Feast (online serving)
- Store feature values in batch `parquet`; online layer Redis/BigTable only.
- Define feature views with explicit `ttl`; default 30 d.
- Keep entity IDs consistent; never embed business meaning in the key.
Additional Sections
Testing
- Write unit tests for every transformer: assert shape, dtypes, null counts.
- Use `pytest` parametrisation to test edge cases (empty df, all nulls).
- Add cross-validation tests: `pytest --hypothesis-show-statistics` with `hypothesis.extra.pandas`.
Performance
- Profile with `%%timeit` or `perf_counter`; budget: feature build ≤30 % of total training time.

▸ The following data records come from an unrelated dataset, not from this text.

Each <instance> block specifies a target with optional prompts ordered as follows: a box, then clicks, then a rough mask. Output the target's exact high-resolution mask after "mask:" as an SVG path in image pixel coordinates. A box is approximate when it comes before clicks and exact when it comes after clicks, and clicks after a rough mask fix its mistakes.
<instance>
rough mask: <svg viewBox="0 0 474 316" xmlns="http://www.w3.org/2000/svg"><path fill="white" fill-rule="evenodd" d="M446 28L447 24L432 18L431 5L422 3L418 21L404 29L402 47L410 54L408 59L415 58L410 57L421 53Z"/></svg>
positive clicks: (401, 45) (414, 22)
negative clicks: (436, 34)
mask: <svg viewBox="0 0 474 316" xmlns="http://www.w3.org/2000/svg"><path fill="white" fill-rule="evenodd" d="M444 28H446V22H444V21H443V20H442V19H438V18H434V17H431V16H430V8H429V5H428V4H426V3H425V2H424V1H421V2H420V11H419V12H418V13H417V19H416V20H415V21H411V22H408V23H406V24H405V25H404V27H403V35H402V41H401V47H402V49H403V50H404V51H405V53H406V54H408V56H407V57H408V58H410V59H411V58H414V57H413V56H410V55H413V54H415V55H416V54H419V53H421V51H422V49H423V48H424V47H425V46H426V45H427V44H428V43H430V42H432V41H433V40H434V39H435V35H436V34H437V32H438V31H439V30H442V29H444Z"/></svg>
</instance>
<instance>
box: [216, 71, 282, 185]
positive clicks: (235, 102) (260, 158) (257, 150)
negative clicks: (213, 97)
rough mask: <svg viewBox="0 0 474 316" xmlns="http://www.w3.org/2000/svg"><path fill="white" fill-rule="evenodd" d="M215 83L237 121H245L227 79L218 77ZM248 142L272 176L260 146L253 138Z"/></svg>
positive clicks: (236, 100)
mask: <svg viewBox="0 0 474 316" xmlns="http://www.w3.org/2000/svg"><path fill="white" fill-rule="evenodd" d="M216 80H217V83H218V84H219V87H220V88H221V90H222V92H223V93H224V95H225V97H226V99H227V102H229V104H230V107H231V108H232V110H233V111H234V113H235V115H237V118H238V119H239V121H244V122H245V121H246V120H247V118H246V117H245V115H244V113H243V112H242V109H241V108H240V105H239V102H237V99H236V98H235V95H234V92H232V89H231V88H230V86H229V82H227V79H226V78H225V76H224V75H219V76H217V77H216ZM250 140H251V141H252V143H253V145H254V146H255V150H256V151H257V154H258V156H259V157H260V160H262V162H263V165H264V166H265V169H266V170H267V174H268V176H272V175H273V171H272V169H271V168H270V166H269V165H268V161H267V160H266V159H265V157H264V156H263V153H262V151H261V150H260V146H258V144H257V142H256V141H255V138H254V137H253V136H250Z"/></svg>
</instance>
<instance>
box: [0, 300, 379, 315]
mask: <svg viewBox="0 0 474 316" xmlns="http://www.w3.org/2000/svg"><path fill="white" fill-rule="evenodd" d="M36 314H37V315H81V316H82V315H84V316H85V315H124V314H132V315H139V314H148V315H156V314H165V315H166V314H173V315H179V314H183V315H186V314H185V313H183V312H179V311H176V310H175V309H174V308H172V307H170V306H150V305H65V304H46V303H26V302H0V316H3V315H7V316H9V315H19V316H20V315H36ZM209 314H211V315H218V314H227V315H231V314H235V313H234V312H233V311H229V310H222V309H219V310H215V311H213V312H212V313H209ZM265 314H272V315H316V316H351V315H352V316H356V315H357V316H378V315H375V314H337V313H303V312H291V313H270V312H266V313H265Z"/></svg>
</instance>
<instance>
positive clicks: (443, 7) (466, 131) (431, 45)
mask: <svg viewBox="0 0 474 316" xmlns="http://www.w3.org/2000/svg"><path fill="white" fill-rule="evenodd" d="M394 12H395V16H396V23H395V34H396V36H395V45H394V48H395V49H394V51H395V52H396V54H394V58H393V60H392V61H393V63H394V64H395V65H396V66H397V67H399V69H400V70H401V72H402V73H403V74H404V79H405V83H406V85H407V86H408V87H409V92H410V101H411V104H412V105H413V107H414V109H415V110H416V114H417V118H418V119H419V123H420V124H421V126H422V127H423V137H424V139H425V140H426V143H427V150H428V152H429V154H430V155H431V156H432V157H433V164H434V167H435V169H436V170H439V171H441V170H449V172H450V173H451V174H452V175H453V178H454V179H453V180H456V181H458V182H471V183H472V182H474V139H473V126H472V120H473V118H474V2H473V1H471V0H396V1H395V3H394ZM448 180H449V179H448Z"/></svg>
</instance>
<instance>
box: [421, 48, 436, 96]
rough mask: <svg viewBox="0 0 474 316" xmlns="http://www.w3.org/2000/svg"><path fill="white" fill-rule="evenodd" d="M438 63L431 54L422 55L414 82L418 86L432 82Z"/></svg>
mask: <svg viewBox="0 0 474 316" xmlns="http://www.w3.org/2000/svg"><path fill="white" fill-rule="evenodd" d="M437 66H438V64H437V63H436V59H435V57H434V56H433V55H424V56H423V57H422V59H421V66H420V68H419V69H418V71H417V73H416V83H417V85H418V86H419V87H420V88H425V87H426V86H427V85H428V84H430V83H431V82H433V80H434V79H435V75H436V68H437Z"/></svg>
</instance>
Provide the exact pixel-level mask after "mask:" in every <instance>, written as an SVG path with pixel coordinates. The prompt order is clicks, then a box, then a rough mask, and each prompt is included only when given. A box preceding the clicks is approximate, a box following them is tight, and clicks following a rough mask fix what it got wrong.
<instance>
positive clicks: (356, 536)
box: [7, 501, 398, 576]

- Cache costly steps with `joblib.Memory`; invalidated when input hash changes.
- Chunk large CSVs via `pd.read_csv(chunksize=1_000_000)` and `concat`.
Security & Compliance
- Mask PII before logging (`name`, `email`, etc.).

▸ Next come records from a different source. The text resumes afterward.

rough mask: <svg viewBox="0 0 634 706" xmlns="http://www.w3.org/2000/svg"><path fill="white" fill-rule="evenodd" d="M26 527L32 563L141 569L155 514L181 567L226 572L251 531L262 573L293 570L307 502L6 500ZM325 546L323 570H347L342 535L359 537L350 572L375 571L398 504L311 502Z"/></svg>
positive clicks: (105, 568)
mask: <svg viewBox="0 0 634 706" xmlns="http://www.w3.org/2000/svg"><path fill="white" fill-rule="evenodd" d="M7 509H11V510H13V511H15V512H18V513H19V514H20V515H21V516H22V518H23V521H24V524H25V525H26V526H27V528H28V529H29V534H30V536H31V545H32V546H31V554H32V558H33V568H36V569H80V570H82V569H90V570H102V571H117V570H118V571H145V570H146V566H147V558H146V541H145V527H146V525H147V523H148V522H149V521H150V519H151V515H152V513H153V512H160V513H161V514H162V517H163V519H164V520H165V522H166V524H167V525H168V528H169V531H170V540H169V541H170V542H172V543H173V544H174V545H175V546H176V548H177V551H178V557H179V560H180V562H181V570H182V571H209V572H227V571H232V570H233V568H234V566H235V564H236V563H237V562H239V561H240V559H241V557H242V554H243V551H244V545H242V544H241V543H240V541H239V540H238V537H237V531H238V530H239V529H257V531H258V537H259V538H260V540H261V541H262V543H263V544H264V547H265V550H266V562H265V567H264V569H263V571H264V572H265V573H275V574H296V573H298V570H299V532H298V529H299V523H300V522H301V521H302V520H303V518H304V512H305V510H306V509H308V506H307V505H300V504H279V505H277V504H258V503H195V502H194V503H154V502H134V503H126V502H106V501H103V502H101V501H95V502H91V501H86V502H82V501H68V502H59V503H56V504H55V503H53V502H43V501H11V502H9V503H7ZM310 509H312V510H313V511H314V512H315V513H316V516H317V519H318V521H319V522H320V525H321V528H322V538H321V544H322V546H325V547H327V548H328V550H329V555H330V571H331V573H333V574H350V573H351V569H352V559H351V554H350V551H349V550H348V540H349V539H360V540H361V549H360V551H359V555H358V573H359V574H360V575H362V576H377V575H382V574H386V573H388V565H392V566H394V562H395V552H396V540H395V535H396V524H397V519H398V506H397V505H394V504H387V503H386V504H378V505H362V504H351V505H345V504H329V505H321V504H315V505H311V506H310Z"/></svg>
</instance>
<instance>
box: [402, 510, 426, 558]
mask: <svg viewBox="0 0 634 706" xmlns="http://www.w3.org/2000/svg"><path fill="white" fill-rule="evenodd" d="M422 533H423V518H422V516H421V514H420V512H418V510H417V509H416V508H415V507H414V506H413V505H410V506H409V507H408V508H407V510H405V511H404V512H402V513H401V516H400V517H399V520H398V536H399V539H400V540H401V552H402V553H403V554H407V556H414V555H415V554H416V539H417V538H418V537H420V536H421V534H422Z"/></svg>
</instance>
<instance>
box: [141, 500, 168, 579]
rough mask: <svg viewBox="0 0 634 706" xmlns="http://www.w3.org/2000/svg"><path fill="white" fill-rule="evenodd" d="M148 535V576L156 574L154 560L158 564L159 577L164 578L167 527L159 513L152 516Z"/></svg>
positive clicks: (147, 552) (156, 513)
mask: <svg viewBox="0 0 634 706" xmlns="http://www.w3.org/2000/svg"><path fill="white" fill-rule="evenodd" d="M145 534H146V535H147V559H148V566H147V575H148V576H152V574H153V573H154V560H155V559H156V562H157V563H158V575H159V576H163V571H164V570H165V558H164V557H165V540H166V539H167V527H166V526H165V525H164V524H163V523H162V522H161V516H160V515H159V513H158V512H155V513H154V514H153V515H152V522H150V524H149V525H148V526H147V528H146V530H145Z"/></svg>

- Encrypt intermediate feature files at rest (AES-256) when containing sensitive data.
- Record data lineage and transformation hashes for auditability.
Documentation
- Auto-generate feature catalogue markdown via `feast registry build && feast registry json`.
- Each transformer class requires a docstring with: Purpose, Inputs, Outputs, Formula, Example.
Example Skeleton
```python
from sklearn.base import BaseEstimator, TransformerMixin
from sklearn.preprocessing import OneHotEncoder, StandardScaler
from sklearn.compose import ColumnTransformer
from sklearn.pipeline import Pipeline
import pandas as pd
class AgeBucketizer(BaseEstimator, TransformerMixin):
"""Bucketises age into categorical bins."""
def __init__(self, bins=(0, 18, 35, 55, 120)):
self.bins = bins
def fit(self, X: pd.DataFrame, y=None):
return self
def transform(self, X: pd.DataFrame):
X = X.copy()
X["age_bin"] = pd.cut(X["age"], bins=self.bins, labels=False)
return X[["age_bin"]]
num_cols = ["salary", "expenses"]
cat_cols = ["gender", "city"]
preprocess = ColumnTransformer([
("num", StandardScaler(), num_cols),
("cat", OneHotEncoder(handle_unknown="ignore"), cat_cols)
])
pipeline = Pipeline([
("age_bucket", AgeBucketizer()),
("pre", preprocess)
])
```
Never embed feature generation inside model training loops; fit once, reuse.